Repetition of an act tends to create a habit, and what may be at first apparently a spontaneous experiment grows by repetition into a cult, with set form and ritual.

The ritual of the Dance seems to be as ancient as the stars, in representing the movements of which, it is supposed by some to have had its origin in Egypt over two thousand years ago. Nowhere is it found without form. All must be done in a certain way, according to the traditions of the locality in which the dance is seen, or according to some wider tradition. Always it has a ritual of its own, but also with religious ritual the origin of the Dance—as also of the Drama—appears in some mysterious manner to be upbound.

Of all the records that we have of dancing, the earliest are, apparently, those of Egypt. Its origin is not there; it must be older; but we know at least that the Egyptians were among the first people with a civilisation that encouraged dancing.

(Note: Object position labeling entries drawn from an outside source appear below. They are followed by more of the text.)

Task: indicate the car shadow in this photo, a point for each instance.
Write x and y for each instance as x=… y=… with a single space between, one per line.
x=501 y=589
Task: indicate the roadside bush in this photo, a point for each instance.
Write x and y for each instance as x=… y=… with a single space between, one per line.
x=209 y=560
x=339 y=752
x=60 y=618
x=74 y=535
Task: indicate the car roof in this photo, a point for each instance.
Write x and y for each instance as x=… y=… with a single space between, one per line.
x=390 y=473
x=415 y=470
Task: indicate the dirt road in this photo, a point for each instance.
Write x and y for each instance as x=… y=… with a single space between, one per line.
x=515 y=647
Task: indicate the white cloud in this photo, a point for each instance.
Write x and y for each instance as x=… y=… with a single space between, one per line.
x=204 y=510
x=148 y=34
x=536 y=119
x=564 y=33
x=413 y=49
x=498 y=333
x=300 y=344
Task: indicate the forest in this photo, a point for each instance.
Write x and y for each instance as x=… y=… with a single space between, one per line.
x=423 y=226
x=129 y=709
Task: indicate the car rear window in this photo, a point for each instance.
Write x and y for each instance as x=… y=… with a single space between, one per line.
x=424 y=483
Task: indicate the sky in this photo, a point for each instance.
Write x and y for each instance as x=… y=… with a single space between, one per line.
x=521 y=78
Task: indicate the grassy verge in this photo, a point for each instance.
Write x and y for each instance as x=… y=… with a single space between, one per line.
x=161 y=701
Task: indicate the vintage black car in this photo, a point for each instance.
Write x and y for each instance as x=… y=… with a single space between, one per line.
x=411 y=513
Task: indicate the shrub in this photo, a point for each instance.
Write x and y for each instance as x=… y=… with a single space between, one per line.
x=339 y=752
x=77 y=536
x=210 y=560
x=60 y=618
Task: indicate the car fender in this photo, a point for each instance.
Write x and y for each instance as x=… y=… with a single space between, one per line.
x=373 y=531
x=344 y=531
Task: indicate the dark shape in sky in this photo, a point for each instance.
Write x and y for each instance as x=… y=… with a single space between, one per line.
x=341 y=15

One of the finest among modern historians of the art, divides dancing, for convenience in tracing its evolution, into “sacred” and “profane”; that is, the Dance forming, as so often it did in ancient times, part of a religious ceremonial, and that which in any other of its forms was merely a pleasure of the people. For our purpose in tracing the growth of Ballet, however, it would seem advisable to divide the Dance yet further, into “sacred,” “secular,” and “theatrical.”

The Egyptians had no Ballet of the theatre, because they had no theatre. They had dances which seem to have been “representations ingenieuses,” and to that extent, as mimetic dances, partook of the nature of Ballet; but they were not organised as theatrical spectacles for private or public entertainment.

The Greeks had no Ballet of the theatre because, though they had the theatre, they, like the Egyptians, had merely mimetic dances, not Ballet.

But if Egypt had no popular theatre in which dancing was seen, it appears to have existed, nevertheless, in three distinct forms—as a pleasure of “the man in the street”—just as we see children dance to a barrel-organ in the London streets to-day; again, as an entertainment for the wealthy, just as a popular singer, dancer or other entertainer of to-day is engaged for an “at home” or dinner-party; and, finally, as an element of the elaborate and somewhat theatrical Egyptian religious ceremonial.

Monuments from Thebes and Beni Hassan show pictures of Egyptian dancers performing steps very similar to some we can see to-day. They appear to be performing them for the pleasure of onlookers as well as their own. This acquiring of an audience has, after all, been always of first importance, and without it the Drama could hardly have come into existence.

Most people are interested in seeing others do something they are unable to do themselves, and when they can see it well done, in a manner, that is, suggesting a difficult feat accomplished with ease, they will even pay for the exhibition. That is the popular (with managers the extremely popular) side of the theatrical arts, of which dancing is one. When there arises the desire to see the exhibition repeated frequently, then must follow the special place with special facilities and accessories for the performance, and the theatre, or something like it, thus comes into existence as an institution sustained by popular support. There is first the thing done for pleasure—which is art; then the exploitation of it for profit—which is commerce; that is the brief epitaph of any art as a fruit of civilisation.

The Egyptians did not reach the “theatre” stage. But dancing, essentially a popular art, received encouragement as an element in religious festivals and as an entertainment of the wealthy classes.